Illinois patients put their lives and their trust in medical professionals every single day. Many understand that doctors and nurses must go through extensive schooling and training before they can practice in the medical field, and as a result, patients trust that their care providers know what they are doing and are taking every measure possible to improve the health of others.
However, a recent report from the Centers for Disease Control and Prevention suggests that health care professionals continue to make simple medical mistakes that can truly jeopardize the health or the lives of their patients.
Contracting an infection after surgery or treatment is a common result of medical negligence in our state’s and nation’s hospitals. The CDC reported that in 2004, contracting an infection in a hospital was the 6th leading cause of death for Americans. This week, the CDC delivered some good news that hospitals have significantly reduced the number of patients who have contracted serious infections since then, but now the problem is becoming more prevalent in our nation’s outpatient clinics.
Outpatient clinics are often more convenient and affordable for patients who need minor surgeries or cancer treatment. However, these clinics are not as tightly regulated as hospitals are, and as a result, thousands of patients have been exposed to bacteria and viruses from unsafe and unsanitary practices at the clinics.
The CDC warned this week that cancer patients, who already struggle with weaker immune systems from treatment, are at a higher risk of suffering serious harm or death if they contract an infection. For this reason, the CDC announced on Tuesday that it is launching a new campaign to urge outpatient clinics to adopt formal infection-control procedures in order to prevent oncology patients in particular from being exposed to disease and infection.

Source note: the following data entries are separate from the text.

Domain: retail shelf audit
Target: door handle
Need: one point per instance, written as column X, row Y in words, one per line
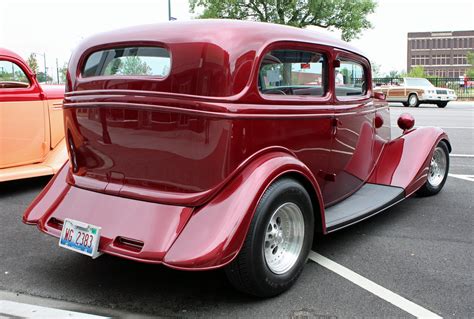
column 335, row 122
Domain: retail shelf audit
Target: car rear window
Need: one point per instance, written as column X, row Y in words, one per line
column 134, row 61
column 350, row 79
column 293, row 72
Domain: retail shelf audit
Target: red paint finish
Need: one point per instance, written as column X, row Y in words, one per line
column 215, row 233
column 154, row 225
column 179, row 164
column 404, row 161
column 406, row 121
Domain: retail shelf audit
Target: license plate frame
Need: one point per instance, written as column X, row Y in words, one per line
column 80, row 240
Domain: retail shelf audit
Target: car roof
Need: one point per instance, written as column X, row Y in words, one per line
column 10, row 53
column 229, row 34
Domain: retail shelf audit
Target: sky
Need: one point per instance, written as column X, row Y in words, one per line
column 56, row 27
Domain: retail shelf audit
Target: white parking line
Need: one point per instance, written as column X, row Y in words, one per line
column 469, row 178
column 381, row 292
column 17, row 309
column 461, row 155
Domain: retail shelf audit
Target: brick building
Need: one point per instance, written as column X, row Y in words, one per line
column 441, row 54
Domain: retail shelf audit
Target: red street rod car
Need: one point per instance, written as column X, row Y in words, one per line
column 208, row 144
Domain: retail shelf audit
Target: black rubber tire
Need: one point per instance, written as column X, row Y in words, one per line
column 249, row 272
column 417, row 100
column 442, row 104
column 429, row 190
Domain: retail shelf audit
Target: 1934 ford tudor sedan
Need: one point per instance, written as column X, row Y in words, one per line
column 208, row 144
column 31, row 122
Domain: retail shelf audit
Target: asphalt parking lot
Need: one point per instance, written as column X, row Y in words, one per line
column 421, row 250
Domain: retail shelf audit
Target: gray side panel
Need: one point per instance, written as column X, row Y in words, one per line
column 368, row 200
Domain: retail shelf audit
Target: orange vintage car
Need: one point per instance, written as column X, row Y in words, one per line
column 31, row 122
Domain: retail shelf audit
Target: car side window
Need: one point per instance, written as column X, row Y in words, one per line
column 293, row 72
column 12, row 76
column 350, row 79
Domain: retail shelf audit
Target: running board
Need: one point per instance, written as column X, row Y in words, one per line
column 369, row 200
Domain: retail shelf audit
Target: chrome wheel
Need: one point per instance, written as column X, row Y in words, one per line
column 284, row 238
column 413, row 100
column 438, row 167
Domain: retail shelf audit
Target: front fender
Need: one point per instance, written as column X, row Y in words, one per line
column 404, row 162
column 215, row 233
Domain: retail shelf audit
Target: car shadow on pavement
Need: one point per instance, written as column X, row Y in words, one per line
column 14, row 187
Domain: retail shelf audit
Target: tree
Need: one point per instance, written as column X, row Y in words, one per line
column 33, row 63
column 376, row 70
column 470, row 60
column 349, row 16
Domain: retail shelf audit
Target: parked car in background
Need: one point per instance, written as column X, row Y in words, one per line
column 415, row 91
column 31, row 122
column 229, row 146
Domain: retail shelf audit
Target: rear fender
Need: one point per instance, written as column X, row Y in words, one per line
column 404, row 162
column 216, row 232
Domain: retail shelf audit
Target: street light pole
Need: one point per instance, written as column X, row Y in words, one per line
column 169, row 10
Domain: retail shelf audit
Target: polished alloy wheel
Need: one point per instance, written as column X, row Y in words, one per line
column 284, row 238
column 438, row 167
column 413, row 100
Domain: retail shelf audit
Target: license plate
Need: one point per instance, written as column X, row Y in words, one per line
column 80, row 237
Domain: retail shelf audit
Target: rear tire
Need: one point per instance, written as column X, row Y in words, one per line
column 442, row 104
column 438, row 171
column 278, row 241
column 413, row 100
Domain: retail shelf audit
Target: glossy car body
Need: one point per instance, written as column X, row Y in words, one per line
column 422, row 89
column 173, row 168
column 31, row 124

According to the CDC, the most important precaution medical professionals can take in order to prevent patients from contracting infections is to use sanitary equipment and to wash their hands. Simple, right? However, more than 125,000 patients in the past decade have potentially been exposed to disease as a result unsafe injection practices. This number doesn’t even include other violations of care.
The CDC’s new campaign is strongly encouraging hospitals and outpatient clinics across the nation to adopt the following procedures to protect the safety of patients:
- Use needles, syringes and saline bags only once for a single patient
- Administer medications from single-dose vials to only one patient
- Wash and sanitize hands before touching a patient
- Draw up medications from a clean surface
Medical professionals in Chicago and throughout the state of Illinois may not intend to harm their patients, but neglecting to practice these preventative measures certainly increases a patient’s risk of contracting a disease that could be deadly.